Dr. Jeannette Jones, University Dean of the School of Education and full professor, has been with AIU since July 2003.
Her research and publication interests include design and implementation of online education; adaptive learning; knowledge management strategies and technologies; online learning theory, practice and design; faculty leadership; coaching for success methodologies; competency based education; and embracing art to enhance academic success.
I believe that adult learners prefer application, real-world connection, social context, acknowledgement of unique learning styles, and participation in their curriculum creation, Dr. Jones says.
Therefore, I believe that quality curriculum occurs through intentional design, focusing on an outcome-based foundation regardless of the platform, tools and resources used to facilitate the learning. I believe that learners process cognitive information through experience, world knowledge, sharing, expectations, asking questions, and peer processing. Professors must be participants in a learning relationship that requires them to know when to be the facilitator, be the expert, be the mentor and/or be the partner and adapt their approach accordingly.
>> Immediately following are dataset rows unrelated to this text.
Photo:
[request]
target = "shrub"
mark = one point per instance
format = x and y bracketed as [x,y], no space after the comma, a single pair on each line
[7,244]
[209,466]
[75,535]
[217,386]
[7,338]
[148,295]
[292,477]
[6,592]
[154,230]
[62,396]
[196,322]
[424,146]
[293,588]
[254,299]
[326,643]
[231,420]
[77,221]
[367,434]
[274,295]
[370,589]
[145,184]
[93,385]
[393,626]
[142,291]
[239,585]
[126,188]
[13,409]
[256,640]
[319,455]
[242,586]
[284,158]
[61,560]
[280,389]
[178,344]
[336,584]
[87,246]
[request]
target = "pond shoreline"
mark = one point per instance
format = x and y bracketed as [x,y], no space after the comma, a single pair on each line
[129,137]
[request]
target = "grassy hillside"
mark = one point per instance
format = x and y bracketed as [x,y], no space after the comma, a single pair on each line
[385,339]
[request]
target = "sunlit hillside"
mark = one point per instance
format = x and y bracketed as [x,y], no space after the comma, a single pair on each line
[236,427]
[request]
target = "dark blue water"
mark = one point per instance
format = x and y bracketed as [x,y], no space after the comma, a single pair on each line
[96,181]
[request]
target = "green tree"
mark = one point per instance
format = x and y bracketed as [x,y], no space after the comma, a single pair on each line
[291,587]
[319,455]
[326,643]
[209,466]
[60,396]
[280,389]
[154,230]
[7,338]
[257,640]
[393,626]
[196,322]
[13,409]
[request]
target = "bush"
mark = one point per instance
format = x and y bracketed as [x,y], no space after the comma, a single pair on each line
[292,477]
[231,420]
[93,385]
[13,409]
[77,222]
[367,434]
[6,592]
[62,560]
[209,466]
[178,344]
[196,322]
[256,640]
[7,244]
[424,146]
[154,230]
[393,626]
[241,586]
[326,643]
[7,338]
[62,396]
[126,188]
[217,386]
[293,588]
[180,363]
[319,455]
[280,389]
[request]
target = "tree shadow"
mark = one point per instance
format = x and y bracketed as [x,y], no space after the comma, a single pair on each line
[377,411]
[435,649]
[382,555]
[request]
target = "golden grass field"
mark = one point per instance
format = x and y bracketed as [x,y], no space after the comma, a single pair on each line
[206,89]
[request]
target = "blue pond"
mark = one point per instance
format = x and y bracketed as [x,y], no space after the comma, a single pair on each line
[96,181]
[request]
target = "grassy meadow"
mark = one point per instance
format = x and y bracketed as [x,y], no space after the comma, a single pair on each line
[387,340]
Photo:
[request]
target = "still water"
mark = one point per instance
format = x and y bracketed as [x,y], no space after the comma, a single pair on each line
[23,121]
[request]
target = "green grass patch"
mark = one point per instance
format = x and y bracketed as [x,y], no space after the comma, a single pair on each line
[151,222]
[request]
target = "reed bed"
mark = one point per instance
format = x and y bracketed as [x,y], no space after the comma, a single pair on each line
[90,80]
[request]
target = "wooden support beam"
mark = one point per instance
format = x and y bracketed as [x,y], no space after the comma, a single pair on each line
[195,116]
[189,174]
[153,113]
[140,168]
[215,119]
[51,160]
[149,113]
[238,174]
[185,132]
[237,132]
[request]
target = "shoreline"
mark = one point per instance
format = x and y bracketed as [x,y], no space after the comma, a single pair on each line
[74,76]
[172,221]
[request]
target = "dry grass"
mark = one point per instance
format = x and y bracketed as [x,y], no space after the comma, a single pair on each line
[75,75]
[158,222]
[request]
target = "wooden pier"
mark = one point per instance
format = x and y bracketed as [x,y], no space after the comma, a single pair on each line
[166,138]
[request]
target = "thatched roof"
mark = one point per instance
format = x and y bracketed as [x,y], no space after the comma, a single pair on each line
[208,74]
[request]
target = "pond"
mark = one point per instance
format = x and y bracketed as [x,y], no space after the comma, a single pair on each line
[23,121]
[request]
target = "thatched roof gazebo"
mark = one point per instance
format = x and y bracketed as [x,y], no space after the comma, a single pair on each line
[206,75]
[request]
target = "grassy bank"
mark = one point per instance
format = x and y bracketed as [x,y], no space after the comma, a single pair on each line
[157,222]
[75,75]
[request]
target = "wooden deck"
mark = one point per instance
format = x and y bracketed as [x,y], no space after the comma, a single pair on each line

In addition to her academic credentials, Dr. Jones is a Registered Corporate Coach, mixed-media artist, and certified in color-pencil and alcohol marker techniques. Her professional organization and community engagement include the Kentucky and American Association of Art Therapists organizations; Academic Art Partnership; American Association of Colleges for Teacher Education; Epsilon Pi Tau technology honors; Alpha Sigma Lambda; Business Babes; the International Society for Mind, Brain, and Education; Berea Women’s Club; Berea Arts Council; Berea Festival of Learnshops, Berea College Art Partners Initiative, and Our Redeemer Lutheran Church. She serves on the Board of Directors for Star Charities, Inc. and volunteers as a guest lecturer on the topics of art as a coping strategy; breast cancer survivor tips; youth impacted by familial cancer; and impact of art in academics in Appalachia.
In 2010, she founded Stamp to Cope, Inc. which provides art supplies and workshops to breast cancer survivors which aligns with her research supporting the impact of art as a coping therapy.